John Schlesinger’s suspense thriller adapted by William Goldman from his book of the same name has somewhat neurotic Ph.D. history student Thomas Babbington 'Babe' Levy (Dustin Hoffman), pitted against arch-villain Dr. Christian Szell (Laurence Olivier), as a Mengele-like Nazi who after his brother is killed in a car accident has slithered out of his Uraguay hide-out to retrieve a cache of diamonds stashed in a New York bank . Szell has a nefarious relationship with an undercover US Government organisation for which Thomas’s brother, Henry 'Doc' Levy (Roy Scheider) works and when the latter is killed by Szell, Babe is drawn into the murk.

Like a good many thrillers you have to work so much to follow the convoluted plot of Marathon Man that you haven’t really got time to worry about its weaknesses even though subliminally you feel that they are notching up. The film runs for a good while on two discrete paths, one which follows Babe whose soul is sorely troubled by the suicide of his father twenty years earlier but whose angst is considerably appeased when he meets a pretty young woman (Marthe Keller) in a library, the other which follows his brother who is somehow involved in shady dealings with Szell. It's when these two strands join up that credibility largely flies out the window (this is setting aside things like the amazingly lax airport security that allows Szell to wear a deadly metal apparatus beneath his clothes).
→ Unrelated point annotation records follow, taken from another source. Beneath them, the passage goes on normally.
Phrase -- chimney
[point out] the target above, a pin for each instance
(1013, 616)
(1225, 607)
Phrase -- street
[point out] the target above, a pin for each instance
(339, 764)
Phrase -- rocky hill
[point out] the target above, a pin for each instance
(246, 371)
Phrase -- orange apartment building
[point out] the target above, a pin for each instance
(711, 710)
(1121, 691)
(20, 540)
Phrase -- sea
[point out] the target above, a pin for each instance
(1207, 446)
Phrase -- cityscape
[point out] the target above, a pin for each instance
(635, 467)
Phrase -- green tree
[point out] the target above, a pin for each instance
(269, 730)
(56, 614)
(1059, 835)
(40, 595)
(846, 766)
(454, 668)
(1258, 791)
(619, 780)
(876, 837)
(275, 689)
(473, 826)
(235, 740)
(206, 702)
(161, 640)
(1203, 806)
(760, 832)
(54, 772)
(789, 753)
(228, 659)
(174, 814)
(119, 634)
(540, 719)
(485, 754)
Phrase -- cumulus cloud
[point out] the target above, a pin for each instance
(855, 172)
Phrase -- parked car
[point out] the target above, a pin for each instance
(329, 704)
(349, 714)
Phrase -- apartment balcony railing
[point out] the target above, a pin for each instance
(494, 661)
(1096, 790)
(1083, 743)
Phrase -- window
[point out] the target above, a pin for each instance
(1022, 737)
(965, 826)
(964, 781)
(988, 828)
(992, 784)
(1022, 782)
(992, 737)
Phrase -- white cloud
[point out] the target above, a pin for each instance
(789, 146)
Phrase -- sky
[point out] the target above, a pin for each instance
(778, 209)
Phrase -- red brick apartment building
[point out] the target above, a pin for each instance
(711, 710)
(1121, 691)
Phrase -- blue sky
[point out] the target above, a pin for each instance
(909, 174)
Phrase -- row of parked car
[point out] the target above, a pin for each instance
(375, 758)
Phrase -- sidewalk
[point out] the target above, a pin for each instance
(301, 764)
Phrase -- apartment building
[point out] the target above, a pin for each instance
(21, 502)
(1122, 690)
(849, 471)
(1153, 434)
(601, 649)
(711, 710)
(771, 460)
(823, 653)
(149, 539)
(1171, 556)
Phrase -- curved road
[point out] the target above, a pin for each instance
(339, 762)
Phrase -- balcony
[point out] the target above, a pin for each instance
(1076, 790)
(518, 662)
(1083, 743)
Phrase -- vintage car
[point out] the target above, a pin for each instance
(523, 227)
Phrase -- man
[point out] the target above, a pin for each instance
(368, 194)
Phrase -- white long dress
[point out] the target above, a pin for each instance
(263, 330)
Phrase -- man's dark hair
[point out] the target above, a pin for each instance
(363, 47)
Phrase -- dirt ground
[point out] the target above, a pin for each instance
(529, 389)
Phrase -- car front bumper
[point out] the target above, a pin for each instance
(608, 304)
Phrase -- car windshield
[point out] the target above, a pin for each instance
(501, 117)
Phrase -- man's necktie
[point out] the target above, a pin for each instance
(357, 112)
Despite the credibilty gap Schlesinger brings a good deal of persuasion to the story thanks to things like his pioneering use of Steadicam for the New York jewellery district scenes recalling his excellent use of exteriors in his masterpiece Midnight Cowboy (1969) which was a;so set in New York and also starred Hoffman although you’d have to say that action is not his strong suit, some of these scenes, such as the initial car smash, being very poorly handled (the film was his first foray into the action thriller genre) and the final climactic confrontation between Babe and Szell being underwhelming.

The film's strongest card is Olivier who gives a memorable performance as the evil Dr Szell. A buffed-up Hoffman, who, in keeping with the film's title, does a lot of running (one can't help but wonder if this activity  had more relevance in the book than it does on screen, the cutaways to images of famous Olympic runner Abebe Bikila, for example, suggesting  a significance that is never borne out here) is serviceable enough although then being 38 he is far too old to play a college student and his casting throws the film off-balance.

The end result is that Marathon Man is a watchable but not overly satisfying film.